Monocyte gene expression
To explore whether the different material surfaces induced different gene expression, a panel of four cytokines was used (Figure 11). When comparing the different materials in unstimulated conditions, Thx showed a significantly higher expression of TNF-α and IL-1β genes. However, nanostructured gold did not induce a different response. After a 1 hour stimulation period with either zymosan or S. epidermidis, no differences in the gene expression were noted between any of the surfaces. Nevertheless, the stimulation provoked a significant increase in the proinflammatory cytokine genes TNF-α, IL-1β, and IL-6 on stimulation with both zymosan and S. epidermidis, with higher levels for cells stimulated with S. epidermidis on all materials. The anti-inflammatory IL-10 was significantly higher for S. epidermidis-stimulated samples on all materials, but not for zymosan.
The data relating to the gene expression of SOD2 and Nox2, which is relevant for cell oxidative metabolism, can be found in Figure 12. Unstimulated cells showed a significantly higher SOD2-expression on Thx. This difference did, however, level out on stimulation, when the expression was significantly induced, both for zymosan and even more for S. epidermidis. Nox2 gene expression, in contrast, was relatively stable for both smooth and nanostructured gold surfaces, whereas a significant decrease in expression was noted for TCP and Thx when stimulated with S. epidermidis.
Four different cell adhesion markers were analyzed: integrin-β1, integrin-β2, integrin-αv, and integrin-αM. Heterodimers of integrin-β2 and integrin-αM constitute the complement receptor 3 (CR3), which is implicated in the phagocytosis of serum-opsonized microbes, for example. However, the gene expression data revealed a decrease in the expression of the CR3 subunits on stimulation, with significant differences between unstimulated and S. epidermidis-stimulated samples for integrin-β2 on all surfaces (Figure 13). No significant differences were found for integrin-β1 and integrin-αv.

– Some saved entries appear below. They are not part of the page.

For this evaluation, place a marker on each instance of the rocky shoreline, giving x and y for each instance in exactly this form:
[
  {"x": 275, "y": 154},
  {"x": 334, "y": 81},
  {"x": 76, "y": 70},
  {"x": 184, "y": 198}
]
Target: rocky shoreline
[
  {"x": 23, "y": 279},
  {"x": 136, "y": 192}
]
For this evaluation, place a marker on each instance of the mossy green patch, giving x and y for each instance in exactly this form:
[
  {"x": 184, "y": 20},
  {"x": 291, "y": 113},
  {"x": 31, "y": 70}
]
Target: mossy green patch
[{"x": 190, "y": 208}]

Monocyte cytokine secretion
The cytokines detected in the supernatants of stimulated or unstimulated cells on different material surfaces are shown in Figure 11. Cells on all surfaces were induced to secrete significantly more TNF-α protein on S. epidermidis stimulation. Zymosan also induced a small TNF-α increase, albeit not one significantly different to unstimulated samples. A more pronounced production of IL-10 was noted for zymosan-stimulated samples on nanostructured gold surfaces. However, the amounts of IL-1β and IL-6 were similar for all surfaces and stimuli.

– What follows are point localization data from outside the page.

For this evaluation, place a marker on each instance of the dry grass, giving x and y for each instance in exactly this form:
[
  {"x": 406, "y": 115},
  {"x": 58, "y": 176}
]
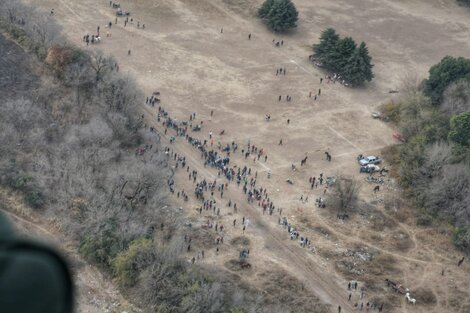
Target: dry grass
[{"x": 424, "y": 296}]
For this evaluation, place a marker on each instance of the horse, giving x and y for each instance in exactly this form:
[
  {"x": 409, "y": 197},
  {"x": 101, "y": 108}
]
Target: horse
[{"x": 410, "y": 300}]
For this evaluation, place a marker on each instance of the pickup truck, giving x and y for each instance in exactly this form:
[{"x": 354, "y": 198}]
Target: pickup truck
[{"x": 370, "y": 160}]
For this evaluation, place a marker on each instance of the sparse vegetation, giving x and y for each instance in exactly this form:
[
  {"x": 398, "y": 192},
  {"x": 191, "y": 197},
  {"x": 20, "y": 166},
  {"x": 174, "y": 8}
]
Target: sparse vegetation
[{"x": 434, "y": 166}]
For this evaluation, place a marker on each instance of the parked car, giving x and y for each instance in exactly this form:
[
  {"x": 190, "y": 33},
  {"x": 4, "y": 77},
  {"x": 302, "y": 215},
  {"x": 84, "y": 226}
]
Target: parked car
[
  {"x": 370, "y": 160},
  {"x": 369, "y": 168}
]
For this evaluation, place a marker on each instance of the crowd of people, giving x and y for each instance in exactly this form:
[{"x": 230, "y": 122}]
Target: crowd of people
[{"x": 210, "y": 192}]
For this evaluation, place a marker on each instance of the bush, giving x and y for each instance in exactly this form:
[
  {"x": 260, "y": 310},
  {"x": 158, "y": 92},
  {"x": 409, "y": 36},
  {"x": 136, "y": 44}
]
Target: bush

Monocyte oxidative response and phagocytosis
The stimulation of the cells with opsonized zymosan particles or opsonized S. epidermidis resulted in a significant increase in ROS production (Figure 14), whereas the CL production of the unstimulated cells was on the same level as the HBSS blanks. The amount of CL produced was shown to be linearly dependent on the number of cells, allowing for the use of CL per cell when comparing activity on different materials. Moreover, the opsonization of zymosan and S. epidermidis caused a higher oxidative response than the use of nonopsonized prey (data not shown). Interestingly, cells challenged with zymosan always produced a significantly higher response than cells challenged with S. epidermidis (both total ROS response and peak ROS; Figure 14 and Table 1). The amount of total ROS response per cell (integral under the curve) differed between materials and prey (Table 1). Cells on Thx had the highest activity when stimulated with zymosan, whereas cells on TCP had the highest activity when stimulated with S. epidermidis. The time to peak was not consistent between the different stimuli but was always faster for the two gold surfaces compared with the two plastic surfaces.
Increased ROS levels indicate interaction between the cells and zymosan/S. epidermidis, but to demonstrate the internalization of the prey, the FIB slice and view was employed. Although the cells did not always have visible contact with the prey on the cell surface, a cut through the cell revealed internalized particles and bacteria in the cell interior, irrespective of the surface that was used (Figure 15). S. epidermidis was clearly seen as small, compact, round cocci, whereas the zymosan was more structured and more difficult to discern. Unstimulated cells did not reveal similar structures in the cell interior.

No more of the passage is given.